Bibhu Mohapatra is a good student. Each season, he proves that he's learned from the one before. Mohapatra isn't one of New York's young prodigy designers, but incremental improvements may yet push him into the front rank of the city's emerging-talent pool.
This time around, the improvement was most noticeable in Mohapatra's daywear, a category he increasingly emphasizes. There were some really smart looks in this collection, like a circle-seamed coat, a pencil dress with cutout shoulders, and tailored, wide-leg trousers all in a ribbed cotton that read like a sturdy point d'esprit; Mohapatra developed the material himself. There were also well-executed short tuxedo jackets and cool, Grecian-pleated harem pants that would work for day or evening. The Grecian pleats worked their way into the evening looks as well, but Mohapatra was judicious in their use. For instance, one of his best gowns featured a fan of pleats across one side of its skirt, while the bodice was scribbled with heavy-duty embroidery. The gown was weird yet compelling.

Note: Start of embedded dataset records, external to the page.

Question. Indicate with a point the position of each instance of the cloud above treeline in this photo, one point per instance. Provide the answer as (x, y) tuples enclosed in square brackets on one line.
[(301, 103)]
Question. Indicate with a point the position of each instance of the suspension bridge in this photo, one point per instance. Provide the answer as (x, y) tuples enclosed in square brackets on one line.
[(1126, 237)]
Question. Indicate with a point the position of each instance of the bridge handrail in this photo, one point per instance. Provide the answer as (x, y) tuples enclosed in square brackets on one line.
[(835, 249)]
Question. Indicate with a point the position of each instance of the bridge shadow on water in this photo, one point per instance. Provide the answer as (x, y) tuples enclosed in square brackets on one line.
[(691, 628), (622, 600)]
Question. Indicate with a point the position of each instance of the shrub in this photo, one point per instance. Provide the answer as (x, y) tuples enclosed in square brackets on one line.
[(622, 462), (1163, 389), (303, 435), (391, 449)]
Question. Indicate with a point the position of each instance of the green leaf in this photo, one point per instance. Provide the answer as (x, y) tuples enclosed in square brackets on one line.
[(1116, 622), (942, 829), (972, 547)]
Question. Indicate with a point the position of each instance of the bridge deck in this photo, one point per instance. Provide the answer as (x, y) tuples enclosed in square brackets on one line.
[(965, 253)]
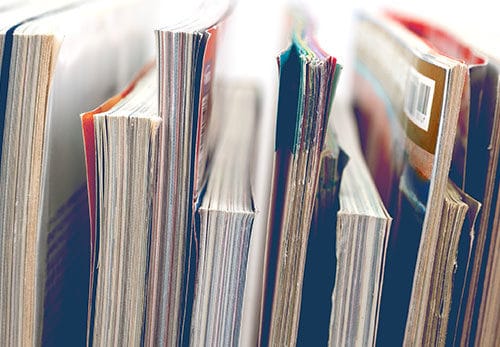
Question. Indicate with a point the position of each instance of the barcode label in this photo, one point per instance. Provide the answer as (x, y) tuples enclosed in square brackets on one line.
[(418, 98)]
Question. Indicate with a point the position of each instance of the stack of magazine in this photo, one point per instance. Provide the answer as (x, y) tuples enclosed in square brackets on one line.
[(133, 224), (427, 110)]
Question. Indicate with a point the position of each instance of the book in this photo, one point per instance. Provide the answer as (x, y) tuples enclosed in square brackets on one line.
[(308, 78), (185, 73), (121, 142), (362, 232), (408, 126), (47, 51), (321, 261), (225, 219)]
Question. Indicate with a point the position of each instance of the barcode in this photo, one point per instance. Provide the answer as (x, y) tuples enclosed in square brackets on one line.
[(418, 98)]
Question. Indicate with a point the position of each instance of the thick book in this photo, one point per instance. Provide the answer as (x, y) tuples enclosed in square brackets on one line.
[(121, 145), (225, 219), (51, 72), (308, 78), (186, 53), (407, 99), (362, 233)]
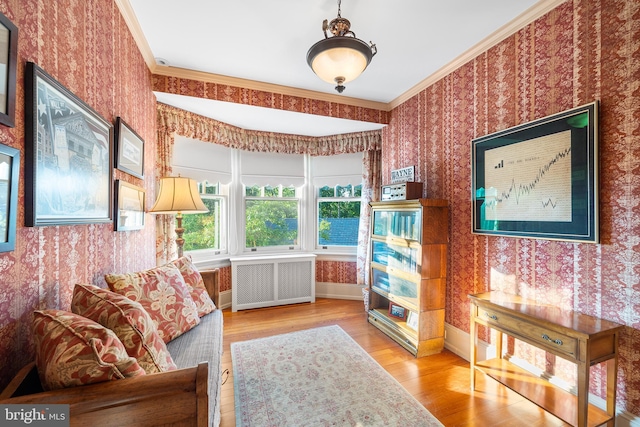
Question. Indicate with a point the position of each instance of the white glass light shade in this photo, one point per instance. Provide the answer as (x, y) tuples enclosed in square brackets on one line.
[(178, 195), (339, 58)]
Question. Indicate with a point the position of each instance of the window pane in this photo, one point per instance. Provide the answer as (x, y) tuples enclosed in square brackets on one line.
[(271, 191), (288, 192), (271, 223), (202, 231), (253, 191), (338, 223), (327, 191)]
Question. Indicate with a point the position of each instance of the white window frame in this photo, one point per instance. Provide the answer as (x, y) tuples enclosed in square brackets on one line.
[(334, 249), (301, 221), (202, 255)]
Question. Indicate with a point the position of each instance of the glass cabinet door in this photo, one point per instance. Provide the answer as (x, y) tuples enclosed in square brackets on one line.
[(395, 287), (403, 258)]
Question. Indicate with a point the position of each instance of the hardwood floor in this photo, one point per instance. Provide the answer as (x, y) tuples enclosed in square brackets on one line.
[(439, 382)]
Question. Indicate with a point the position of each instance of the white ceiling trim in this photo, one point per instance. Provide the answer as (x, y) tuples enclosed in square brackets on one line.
[(202, 76), (530, 15)]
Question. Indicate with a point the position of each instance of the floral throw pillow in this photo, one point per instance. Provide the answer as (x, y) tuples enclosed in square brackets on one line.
[(130, 322), (72, 350), (194, 282), (163, 294)]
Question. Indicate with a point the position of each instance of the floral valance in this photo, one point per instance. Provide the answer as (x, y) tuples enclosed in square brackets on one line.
[(172, 120)]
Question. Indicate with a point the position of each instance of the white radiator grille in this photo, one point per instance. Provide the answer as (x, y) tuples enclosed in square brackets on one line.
[(255, 283), (294, 279), (272, 280)]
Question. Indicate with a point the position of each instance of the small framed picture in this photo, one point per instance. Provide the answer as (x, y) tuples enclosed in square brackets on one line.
[(129, 211), (129, 150), (412, 320), (9, 177), (397, 311), (8, 68)]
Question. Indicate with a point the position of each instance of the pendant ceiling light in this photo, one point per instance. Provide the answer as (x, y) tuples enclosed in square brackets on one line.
[(341, 58)]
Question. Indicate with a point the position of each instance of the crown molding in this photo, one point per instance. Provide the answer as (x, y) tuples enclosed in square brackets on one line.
[(534, 12), (527, 17), (201, 76)]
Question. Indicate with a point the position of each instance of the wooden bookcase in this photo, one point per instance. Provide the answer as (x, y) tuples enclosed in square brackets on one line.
[(408, 255)]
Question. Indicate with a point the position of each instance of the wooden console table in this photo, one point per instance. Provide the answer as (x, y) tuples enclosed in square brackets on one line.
[(582, 339)]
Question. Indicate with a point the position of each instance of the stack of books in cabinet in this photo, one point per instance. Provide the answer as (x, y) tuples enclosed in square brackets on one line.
[(409, 244)]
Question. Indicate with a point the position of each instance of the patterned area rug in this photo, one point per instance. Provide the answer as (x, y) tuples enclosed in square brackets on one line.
[(318, 377)]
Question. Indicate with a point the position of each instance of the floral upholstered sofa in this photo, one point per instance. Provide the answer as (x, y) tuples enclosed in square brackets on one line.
[(157, 332)]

Mohapatra explained at the presentation that he took his inspiration this season from Helmut Newton. Consequently, skin was a big element, witnessed not only in slits and cutouts but in Mohapatra's focus on sheers and nude-toned fabrics. Crisscross bandage detailing winked at Newton's S&M fetish, while a chain-link print riffed on the photographer's celebration of steely female strength. The chain print seemed a bit off applied to Mohapatra's decorous cocktail dresses; where the theme worked was in a fluttery pale dress with tone-on-tone chain-link embroidery. Mohapatra found a better expression of edginess in his laser-cut bonded silks: A fitted black cocktail dress in nude chiffon, with laser-cut black squares all over it, came off elegant but tough. That's a look to learn from.